Ceci fait de Google la première brique idéale d’un processus moderne de marketing basé sur la permission.

Facebook, c’est du divertissement.
Lorsqu’on fait de la publicité sur Facebook, on cherche à détourner la personne qui se divertit pour tenter de lui faire acheter un produit auquel elle n’était pas du tout en train de penser.

Dans le cas de Facebook, c’est de l’intrusion. On tente de détourner l’attention du prospect, comme avec de la publicité traditionnelle. Dans le cas de Google, on accompagne l’intention du prospect, on l’aide dans sa quête.

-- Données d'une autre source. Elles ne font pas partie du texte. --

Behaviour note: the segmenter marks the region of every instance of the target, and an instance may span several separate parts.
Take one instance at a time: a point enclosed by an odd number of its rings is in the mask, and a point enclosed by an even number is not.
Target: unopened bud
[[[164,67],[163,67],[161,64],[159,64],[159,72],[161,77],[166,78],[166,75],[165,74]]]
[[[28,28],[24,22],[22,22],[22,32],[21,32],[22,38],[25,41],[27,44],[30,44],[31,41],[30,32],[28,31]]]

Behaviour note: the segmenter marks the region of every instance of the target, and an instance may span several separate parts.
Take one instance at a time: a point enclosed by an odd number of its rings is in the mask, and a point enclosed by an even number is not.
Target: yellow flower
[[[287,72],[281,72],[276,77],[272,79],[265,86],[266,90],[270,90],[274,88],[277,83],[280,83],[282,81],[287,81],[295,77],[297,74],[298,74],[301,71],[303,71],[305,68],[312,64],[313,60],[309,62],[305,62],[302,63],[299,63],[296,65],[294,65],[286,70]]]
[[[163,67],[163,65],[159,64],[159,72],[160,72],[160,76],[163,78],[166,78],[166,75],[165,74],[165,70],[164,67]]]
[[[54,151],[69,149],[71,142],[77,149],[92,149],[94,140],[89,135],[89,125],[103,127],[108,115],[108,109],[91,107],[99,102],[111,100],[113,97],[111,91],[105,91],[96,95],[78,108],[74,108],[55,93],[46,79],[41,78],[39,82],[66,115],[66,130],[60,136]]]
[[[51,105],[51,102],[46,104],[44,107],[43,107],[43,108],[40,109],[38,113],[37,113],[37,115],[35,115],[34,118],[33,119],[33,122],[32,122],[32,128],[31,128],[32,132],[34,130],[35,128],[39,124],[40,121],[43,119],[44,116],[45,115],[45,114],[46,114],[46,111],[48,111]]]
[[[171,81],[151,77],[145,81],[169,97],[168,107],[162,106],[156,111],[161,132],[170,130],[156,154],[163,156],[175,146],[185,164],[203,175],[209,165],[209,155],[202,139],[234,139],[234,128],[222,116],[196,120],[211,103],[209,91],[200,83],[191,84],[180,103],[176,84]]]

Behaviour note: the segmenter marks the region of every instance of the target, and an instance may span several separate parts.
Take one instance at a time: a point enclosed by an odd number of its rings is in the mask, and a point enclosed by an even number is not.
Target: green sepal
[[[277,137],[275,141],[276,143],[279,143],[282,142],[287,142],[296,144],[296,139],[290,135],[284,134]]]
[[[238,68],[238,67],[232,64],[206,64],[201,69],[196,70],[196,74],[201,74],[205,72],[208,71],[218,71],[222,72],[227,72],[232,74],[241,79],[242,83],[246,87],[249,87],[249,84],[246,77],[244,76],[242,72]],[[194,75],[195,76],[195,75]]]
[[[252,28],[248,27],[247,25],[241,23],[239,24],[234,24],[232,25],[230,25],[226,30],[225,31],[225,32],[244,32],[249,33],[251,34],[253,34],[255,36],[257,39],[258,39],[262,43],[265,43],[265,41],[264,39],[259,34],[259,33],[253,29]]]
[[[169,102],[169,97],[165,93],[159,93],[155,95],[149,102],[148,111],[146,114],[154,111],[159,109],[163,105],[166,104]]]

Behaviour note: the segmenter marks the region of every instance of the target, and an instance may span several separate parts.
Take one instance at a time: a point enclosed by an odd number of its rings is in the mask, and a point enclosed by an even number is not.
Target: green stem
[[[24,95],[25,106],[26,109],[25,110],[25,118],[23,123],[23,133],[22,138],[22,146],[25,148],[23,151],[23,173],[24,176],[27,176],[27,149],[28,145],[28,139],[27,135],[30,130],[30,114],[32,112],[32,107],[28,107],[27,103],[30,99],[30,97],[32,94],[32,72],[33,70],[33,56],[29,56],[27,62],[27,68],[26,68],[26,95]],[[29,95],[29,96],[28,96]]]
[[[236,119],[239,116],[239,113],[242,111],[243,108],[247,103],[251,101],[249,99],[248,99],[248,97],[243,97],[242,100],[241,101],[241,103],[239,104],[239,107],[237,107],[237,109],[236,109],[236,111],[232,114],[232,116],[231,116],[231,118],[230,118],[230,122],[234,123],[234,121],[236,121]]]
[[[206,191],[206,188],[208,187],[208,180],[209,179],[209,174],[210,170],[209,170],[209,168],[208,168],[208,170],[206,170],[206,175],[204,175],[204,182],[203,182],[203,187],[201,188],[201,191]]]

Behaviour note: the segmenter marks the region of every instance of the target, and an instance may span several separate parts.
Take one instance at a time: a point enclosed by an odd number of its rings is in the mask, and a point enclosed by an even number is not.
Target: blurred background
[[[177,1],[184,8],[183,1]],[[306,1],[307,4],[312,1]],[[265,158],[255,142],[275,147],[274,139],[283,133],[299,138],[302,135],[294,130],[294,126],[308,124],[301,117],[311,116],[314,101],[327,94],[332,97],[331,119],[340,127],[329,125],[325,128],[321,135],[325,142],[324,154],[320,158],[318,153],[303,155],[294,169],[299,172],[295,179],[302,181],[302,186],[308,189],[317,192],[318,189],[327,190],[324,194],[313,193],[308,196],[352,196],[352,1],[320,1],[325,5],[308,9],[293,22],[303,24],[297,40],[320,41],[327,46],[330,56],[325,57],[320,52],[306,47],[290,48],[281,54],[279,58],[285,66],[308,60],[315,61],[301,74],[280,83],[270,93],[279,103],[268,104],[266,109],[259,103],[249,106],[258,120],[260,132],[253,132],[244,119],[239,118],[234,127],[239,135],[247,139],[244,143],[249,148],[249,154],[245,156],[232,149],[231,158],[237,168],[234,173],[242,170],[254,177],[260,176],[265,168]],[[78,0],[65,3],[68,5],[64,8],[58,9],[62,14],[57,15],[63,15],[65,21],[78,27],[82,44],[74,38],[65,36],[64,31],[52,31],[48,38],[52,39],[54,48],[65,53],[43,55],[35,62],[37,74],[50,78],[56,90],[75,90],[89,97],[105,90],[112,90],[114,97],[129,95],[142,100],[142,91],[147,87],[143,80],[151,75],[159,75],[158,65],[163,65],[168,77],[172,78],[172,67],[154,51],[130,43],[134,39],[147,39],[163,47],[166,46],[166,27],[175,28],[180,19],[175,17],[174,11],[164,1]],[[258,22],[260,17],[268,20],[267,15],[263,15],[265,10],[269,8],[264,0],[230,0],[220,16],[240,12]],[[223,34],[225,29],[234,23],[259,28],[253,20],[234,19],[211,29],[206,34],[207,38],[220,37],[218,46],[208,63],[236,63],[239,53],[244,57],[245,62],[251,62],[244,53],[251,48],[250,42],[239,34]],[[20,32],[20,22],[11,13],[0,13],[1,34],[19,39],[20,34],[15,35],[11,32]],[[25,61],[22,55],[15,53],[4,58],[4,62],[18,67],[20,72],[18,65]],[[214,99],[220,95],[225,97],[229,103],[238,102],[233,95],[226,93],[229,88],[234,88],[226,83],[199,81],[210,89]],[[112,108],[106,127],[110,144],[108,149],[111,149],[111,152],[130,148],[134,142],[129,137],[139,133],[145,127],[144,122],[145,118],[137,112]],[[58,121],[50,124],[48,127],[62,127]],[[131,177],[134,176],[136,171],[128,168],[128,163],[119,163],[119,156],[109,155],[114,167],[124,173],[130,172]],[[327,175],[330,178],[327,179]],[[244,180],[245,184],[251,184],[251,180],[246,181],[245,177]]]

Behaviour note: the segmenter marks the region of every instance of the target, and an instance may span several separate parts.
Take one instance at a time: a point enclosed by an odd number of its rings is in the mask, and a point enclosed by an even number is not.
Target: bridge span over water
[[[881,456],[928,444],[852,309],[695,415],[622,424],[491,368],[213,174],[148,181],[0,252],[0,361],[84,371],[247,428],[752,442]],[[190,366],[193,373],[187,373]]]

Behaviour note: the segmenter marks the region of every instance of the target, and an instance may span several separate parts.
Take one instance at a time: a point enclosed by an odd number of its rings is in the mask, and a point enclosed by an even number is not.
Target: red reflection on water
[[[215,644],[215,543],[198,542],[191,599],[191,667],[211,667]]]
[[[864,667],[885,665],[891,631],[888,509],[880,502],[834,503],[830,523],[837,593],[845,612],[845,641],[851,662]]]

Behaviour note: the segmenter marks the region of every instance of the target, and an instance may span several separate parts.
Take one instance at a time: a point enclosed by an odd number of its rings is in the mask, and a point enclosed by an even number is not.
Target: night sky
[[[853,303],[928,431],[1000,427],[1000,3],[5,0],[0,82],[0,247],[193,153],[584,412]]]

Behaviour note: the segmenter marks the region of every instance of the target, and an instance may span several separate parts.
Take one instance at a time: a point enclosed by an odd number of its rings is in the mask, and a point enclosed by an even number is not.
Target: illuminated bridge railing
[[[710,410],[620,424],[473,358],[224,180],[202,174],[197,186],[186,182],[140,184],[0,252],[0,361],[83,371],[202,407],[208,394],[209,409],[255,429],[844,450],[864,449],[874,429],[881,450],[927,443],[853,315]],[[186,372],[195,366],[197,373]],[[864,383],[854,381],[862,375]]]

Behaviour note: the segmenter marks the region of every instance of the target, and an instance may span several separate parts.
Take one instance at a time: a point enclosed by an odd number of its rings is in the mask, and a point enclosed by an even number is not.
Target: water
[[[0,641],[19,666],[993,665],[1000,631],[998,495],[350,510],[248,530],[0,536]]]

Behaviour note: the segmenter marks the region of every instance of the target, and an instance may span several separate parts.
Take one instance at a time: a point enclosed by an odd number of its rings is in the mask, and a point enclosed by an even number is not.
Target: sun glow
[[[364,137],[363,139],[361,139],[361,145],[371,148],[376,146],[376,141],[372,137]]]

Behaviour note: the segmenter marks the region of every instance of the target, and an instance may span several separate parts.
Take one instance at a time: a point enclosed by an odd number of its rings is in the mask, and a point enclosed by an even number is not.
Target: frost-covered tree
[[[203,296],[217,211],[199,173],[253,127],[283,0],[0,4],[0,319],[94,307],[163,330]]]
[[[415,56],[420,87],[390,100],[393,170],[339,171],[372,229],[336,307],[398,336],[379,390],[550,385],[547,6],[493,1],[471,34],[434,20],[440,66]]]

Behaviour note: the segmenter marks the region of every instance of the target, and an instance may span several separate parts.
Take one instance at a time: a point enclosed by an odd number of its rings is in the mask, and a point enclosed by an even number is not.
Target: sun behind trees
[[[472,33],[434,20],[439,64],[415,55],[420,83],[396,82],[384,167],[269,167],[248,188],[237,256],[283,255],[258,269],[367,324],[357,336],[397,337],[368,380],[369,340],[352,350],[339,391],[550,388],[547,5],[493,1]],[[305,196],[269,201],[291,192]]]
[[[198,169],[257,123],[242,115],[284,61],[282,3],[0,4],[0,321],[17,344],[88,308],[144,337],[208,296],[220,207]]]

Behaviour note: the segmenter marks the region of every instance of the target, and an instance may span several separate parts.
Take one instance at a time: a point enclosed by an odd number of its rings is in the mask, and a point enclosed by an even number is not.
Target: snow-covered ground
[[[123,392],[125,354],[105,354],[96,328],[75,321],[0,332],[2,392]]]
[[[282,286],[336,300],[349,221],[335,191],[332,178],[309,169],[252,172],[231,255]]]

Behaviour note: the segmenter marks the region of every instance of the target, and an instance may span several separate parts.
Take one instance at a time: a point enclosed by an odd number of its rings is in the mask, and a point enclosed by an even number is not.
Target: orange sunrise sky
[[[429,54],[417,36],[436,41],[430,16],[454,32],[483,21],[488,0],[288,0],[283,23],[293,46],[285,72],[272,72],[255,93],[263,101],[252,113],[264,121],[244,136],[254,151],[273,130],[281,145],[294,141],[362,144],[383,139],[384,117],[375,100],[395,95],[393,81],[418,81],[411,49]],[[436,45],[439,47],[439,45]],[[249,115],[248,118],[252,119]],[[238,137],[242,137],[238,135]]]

On ne navigue pas dans les mêmes eaux !
D’ailleurs je suis toujours effaré par les stats sur Facebook… Cela prouve bien l’inutilité de toutes ces dépenses…Nombre de fans, de like… On est loin du CA, de la marge et du ROI d’Adwords… C’est peut être très bien pour Facebook, tous ces « j’aime » inter-facebook. Mais cela ne fait pas de business !

J’ai cependant voulu tester et vérifier si on pouvait vendre, directement ou indirectement sur FB. On a fait une page fan, on a mis des boutons j’aime partout sur les site et dans les Newsletters, on a eu des centaines de fans. On a même synchronisé notre boutique complètement sur facebook ! On pouvait se promener dans notre catalogue de 500 produits (de cafés), remplir son panier et acheter… sans quitter Facebook sauf au moment du paiement… Résultat ? : Des ventes qui se comptent sur les doigts d’une main ! Totalement nul.
L’effort n’est absolument pas proportionnel au résultat.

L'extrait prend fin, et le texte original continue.